Share your work (and find your people)
Everything is better together, and productivity is no different. The highs aren’t as high and the lows are lower when you’re alone—and the fear of missing out hit harder. In every area I’ve experienced growth, it was far faster—and more fun!—when I had company.
That said, the quickest way to find your people is to put yourself out there, whether that’s sharing with friends and family or putting your work and learning online for others to find—and find you. Sharing helps others realise they’re not alone too, so it’s a win-win. And the funny thing is the more you share the more people tend to feel like you’re doing a lot. And in a sense, you are doing a lot—just not for yourself. Think of everything you share as a beacon in the night, a light to let others who might be wandering know there’s someone out there and they’re home.
Rest is a weapon
I learned this first from (all of places!) Jason Bourne, as a teenager reading the Robert Ludlum novels about the assassin in secondary school. It was something Bourne used to say as he would find a cheap motel where he could sleep despite being on the run: “Rest is a weapon.”
Back then I thought of sleep as an interruption that was a necessary evil. Sleep was not something I did, but something that happened to me. And if I’m being honest, I still struggle with getting enough of it. As I’ve gotten older, though, and my body less tolerant of inadequate sleep, I’m more grateful than ever for the lesson, and more appreciative of the Judeo-Christian practice of Sabbath, which frames rest as a spiritual practice. I now go to sleep instead of just falling asleep, and I do it knowing that time spent asleep is not wasted, but refreshes and energises me.
Putting it all together
Which of the points speaks most to you? One is fine, but pick no more than 3. Remember every yes is a no: if you say yes to them all, you might overwhelm yourself and not have a chance to really say yes to any. So even if you feel they all resonate, which 3 would be most significant? Then for each of your 1-3 ask the remaining questions.

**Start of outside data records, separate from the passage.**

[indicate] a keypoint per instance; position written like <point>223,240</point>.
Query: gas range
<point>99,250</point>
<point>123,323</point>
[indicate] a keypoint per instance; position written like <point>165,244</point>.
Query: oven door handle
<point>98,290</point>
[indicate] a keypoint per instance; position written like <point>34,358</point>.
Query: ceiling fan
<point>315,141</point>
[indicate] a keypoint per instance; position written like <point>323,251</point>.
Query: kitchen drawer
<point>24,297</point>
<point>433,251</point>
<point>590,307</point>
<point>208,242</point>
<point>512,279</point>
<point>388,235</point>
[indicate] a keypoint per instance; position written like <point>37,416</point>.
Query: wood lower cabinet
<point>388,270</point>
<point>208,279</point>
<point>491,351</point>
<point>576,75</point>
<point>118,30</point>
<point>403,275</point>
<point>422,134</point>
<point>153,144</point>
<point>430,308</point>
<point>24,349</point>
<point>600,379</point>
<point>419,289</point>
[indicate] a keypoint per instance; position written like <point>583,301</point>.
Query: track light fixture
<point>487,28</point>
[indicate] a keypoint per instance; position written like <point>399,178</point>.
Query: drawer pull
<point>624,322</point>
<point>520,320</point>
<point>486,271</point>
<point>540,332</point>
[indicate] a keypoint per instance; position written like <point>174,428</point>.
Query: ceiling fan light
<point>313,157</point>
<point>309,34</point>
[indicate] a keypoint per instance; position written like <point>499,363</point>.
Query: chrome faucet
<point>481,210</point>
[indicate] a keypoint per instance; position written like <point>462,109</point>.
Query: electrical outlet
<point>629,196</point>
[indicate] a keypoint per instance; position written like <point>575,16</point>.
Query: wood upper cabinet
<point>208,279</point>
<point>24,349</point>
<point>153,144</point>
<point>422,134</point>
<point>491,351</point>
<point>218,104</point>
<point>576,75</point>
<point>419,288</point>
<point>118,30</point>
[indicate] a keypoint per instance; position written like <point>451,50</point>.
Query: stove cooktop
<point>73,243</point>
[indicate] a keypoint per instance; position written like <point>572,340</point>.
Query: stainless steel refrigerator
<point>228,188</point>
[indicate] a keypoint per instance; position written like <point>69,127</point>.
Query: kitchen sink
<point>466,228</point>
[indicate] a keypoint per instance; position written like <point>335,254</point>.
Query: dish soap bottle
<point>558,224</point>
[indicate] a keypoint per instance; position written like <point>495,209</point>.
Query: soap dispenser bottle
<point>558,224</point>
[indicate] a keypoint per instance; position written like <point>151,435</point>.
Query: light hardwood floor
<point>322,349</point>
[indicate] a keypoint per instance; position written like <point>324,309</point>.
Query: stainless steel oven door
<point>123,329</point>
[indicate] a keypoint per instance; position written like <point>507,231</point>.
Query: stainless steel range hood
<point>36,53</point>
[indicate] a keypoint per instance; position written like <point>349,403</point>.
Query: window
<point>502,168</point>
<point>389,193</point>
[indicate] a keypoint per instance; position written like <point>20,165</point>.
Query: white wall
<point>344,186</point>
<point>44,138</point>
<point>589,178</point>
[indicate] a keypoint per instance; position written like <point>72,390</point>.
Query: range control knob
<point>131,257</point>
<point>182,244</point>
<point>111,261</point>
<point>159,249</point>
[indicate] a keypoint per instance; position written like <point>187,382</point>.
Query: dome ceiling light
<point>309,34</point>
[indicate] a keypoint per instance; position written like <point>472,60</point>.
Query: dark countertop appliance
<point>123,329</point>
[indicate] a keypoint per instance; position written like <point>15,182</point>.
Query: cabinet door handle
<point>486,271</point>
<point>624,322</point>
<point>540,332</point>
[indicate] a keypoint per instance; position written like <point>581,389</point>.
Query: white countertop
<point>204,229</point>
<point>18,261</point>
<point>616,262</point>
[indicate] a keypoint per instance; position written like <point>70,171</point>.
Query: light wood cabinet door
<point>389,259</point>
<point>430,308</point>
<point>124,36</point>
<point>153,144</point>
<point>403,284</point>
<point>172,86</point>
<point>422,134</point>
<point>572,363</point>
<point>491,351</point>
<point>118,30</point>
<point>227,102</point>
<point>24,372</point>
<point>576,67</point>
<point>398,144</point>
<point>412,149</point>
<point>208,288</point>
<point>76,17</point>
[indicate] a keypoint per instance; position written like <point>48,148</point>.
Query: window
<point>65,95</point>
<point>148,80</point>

What perspective have you held in place of this one? You have to clarify what you’re going to be saying no to if you’re going to say yes to a new perspective.
What would help you keep the new perspective in mind? It can be as simple as a sticker on your bathroom mirror or poster on your wall to remind you. Or it can be a new habit you form (preferably a tiny one) to remind yourself to lean into a new way of seeing. Try not to make it too big, so it won’t be hard to sustain.
Who can you recruit for this new path? The easiest way here might be to think of a friend or loved one who embodies the new perspective already. Talk to them about it and hear how they live it out and what they struggle with. You can always go farther when you have some companionship.
How will you catch yourself slipping back? Acknowledge upfront that you will. That’s path of any journey, and you’re more likely to go far when you admit it. Because then you can be on the lookout. What are your patterns right now? Identify how they tend to begin. Simply being aware increases your chances of knowing when it happens. You can also ask your friend from the previous question to let you know when they catch you.
And if you notice at the start that you do it a lot, that might feel bad, but it’s really a good thing: it means your awareness is increasing.
Go forth and be stresslessly productive.